LONDON.- There are two shows for the price of one at “Player Kings,” in which director Robert Icke has combined both of Shakespeare’s “Henry IV” history plays into a self-contained whole.

The production offers a compressed version of the royal accession story that, in this version, runs nearly four hours. It is an opportunity to experience Ian McKellen’s unbridled love of performance. At 84, the production’s leading man possesses an energy and vigor that belie his years.

“Player Kings” — which runs at the Noël Coward Theater through June 22, before touring England — is the latest in a wave of recent high-profile Shakespeare productions in London. Uniquely among the other great British theater actors of his generation, McKellen still returns year after year to the stage, recently tackling Lear for a second time and playing an octogenarian Hamlet.

Perhaps inevitably, there’s a feeling of the star vehicle to this production. In the “sweet creature of bombast” that is this play’s John Falstaff, McKellen has an especially juicy assignment — an outsized character whose appetite for life matches the actor’s own gusto. We’re told that the ample Falstaff hasn’t seen his own knees in years, and when he sits, it looks as if he may never stand up. His mouth, however, seems always in motion, as if chewing food for constant fuel.

He’s also a necessary soul mate to the carousing, drug-using Prince Hal (the excellent Toheeb Jimoh, an Emmy nominee for “Ted Lasso”), whose coming-of-age story — becoming, as he puts it, “more myself” — connects these two “Henry IV” plays. But the roustabout Hal’s dawning maturity costs him the companion he once held dear.

“Banish plump Jack, and banish all the world,” says a wary Falstaff in the production’s second half, instructions Hal follows in one of the most ruthless of all Shakespeare’s scenes. And Jimoh — who played a notable Romeo last year at the Almeida — once again shows a fluency with Renaissance language that bodes well for his own Shakespearean future.

Icke hasn’t directed Shakespeare in London since 2017, when Andrew Scott was his Hamlet. Like that show, “Player Kings” uses modern dress, but it forsakes video and hand-held cameras for a comparatively straightforward approach; Icke’s directorial hand is less obvious in this production. Captions appear now and again above the stage to tell us where we are, and Hildegard Bechtler’s brick wall set features curtains pulled across the breadth of the stage to change locations.

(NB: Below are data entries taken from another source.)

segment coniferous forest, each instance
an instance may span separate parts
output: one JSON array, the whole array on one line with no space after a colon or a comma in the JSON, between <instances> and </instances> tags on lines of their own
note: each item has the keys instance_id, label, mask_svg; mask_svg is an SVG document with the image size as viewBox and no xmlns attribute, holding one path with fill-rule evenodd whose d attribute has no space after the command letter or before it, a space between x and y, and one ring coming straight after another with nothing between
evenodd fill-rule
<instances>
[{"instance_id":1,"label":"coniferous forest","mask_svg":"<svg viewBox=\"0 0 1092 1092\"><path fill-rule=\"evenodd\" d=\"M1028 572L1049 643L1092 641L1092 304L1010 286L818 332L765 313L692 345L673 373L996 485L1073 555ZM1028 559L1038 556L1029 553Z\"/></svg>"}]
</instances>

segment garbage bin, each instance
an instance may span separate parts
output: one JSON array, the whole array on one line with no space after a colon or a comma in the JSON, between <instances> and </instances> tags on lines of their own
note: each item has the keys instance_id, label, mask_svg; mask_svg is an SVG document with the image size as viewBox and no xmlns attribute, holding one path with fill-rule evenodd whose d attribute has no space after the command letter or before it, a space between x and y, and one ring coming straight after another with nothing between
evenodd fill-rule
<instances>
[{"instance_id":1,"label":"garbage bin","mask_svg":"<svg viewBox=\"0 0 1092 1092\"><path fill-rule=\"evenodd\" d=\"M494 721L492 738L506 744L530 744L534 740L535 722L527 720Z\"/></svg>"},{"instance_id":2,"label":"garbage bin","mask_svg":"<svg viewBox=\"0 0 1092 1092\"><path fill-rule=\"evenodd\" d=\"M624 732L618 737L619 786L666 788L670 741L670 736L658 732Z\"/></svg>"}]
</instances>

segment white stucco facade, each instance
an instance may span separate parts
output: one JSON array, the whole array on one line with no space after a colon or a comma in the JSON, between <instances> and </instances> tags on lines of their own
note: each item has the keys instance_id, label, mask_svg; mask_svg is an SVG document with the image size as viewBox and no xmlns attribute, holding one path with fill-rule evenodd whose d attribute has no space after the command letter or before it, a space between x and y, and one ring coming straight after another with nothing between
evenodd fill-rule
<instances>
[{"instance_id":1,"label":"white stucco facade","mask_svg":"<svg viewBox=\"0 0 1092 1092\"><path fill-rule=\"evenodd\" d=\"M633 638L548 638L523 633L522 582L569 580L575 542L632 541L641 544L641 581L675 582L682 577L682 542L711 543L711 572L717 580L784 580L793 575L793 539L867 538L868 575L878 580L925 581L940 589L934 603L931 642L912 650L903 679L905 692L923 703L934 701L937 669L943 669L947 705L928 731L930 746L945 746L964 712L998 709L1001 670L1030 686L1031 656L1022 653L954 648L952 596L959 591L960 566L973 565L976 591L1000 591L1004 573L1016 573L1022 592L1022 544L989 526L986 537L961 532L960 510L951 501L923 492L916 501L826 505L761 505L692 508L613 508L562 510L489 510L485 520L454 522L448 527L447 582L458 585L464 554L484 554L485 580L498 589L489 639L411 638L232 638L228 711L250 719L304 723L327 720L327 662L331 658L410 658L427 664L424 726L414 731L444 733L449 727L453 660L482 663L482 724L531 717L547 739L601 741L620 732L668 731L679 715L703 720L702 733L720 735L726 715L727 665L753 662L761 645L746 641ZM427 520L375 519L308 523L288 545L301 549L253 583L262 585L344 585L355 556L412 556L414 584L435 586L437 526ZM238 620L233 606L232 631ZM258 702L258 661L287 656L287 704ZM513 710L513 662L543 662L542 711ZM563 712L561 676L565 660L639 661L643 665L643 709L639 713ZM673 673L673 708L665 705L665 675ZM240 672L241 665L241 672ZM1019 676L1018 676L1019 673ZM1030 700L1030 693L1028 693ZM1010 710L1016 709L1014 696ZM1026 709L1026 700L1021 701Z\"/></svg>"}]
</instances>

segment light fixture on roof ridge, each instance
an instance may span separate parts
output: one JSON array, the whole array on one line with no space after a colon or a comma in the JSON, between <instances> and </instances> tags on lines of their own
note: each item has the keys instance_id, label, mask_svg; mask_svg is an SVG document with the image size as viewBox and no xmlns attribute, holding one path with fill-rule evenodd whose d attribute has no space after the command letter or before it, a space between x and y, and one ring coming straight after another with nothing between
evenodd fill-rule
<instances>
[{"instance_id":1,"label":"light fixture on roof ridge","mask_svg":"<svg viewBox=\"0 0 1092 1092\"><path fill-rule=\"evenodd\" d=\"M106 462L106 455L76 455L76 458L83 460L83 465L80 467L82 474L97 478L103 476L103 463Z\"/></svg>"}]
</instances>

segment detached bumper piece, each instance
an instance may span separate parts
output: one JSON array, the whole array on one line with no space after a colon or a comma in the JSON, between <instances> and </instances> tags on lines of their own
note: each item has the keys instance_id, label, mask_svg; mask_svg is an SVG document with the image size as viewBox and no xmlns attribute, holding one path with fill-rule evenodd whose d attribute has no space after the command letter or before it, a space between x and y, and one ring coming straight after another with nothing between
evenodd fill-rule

Contemporary resonances are inescapable. Watching the party boy Hal of the earlier scenes, whose devil-may-care recklessness will fall away with time, you can’t help but think of Britain’s own Prince Harry, and his onetime reputation as a royal bad boy.

The aging King Henry (an ashen Richard Coyle) is a fretful, anxious figure who might send any child into the contrastingly exuberant embrace of Falstaff, who is a far more pleasing father figure. (Referencing the vilifications of “base newsmongers,” Hal, too, could well be admonishing today’s tabloid press.)

Icke’s adaptation never lets us forget that war is raging in the background. Rebellion, battle and bloodshed are rarely far from view, and there’s a disturbing moment — not to be revealed — in which Falstaff’s capacity for cruelty comes to the fore.

Part 2, as written, is the longer of the plays and can be the more satisfying: more poetic and reflective, less of a rowdy action movie in embryo. That isn’t the case on this occasion, where cuts suggest a desire to speed through to the ending, and the female characters — Doll Tearsheet (Tafline Steen) and Mistress Quickly (Clare Perkins) — seem sidelined in particular.

You come to miss, too, the feral presence of Hotspur (Samuel Edward-Cook), Hal’s rival whose death brings Part 1 to its climax. (The charismatic Edward-Cook doubles as Falstaff’s swaggering sidekick, Pistol.)

These shortfalls are unlikely to matter much to playgoers drawn by the above-the-title star, who has waited a lifetime to play Falstaff after playing two other roles in Part 2 during his student days: Indeed, McKellen’s biography in the playbill cites only his Shakespeare credits — a singularly impressive list.

McKellen revels at every moment in the language that pours luxuriantly forth from Falstaff, whose fondness for verbal embellishment and exaggeration is part of his charm. But you equally feel the neediness that propels Falstaff to savor every experience, carnal ones included.

Why not, then, hand this role over to a life force of the English theater? “You bear your years very well,” Justice Shallow (Robin Soans) says in greeting the wild-haired Falstaff midway through Part 2. His audience would surely drink to that.



‘Player Kings’

Through June 22 at the Noël Coward Theater in London, then touring; playerkingstheplay.co.uk.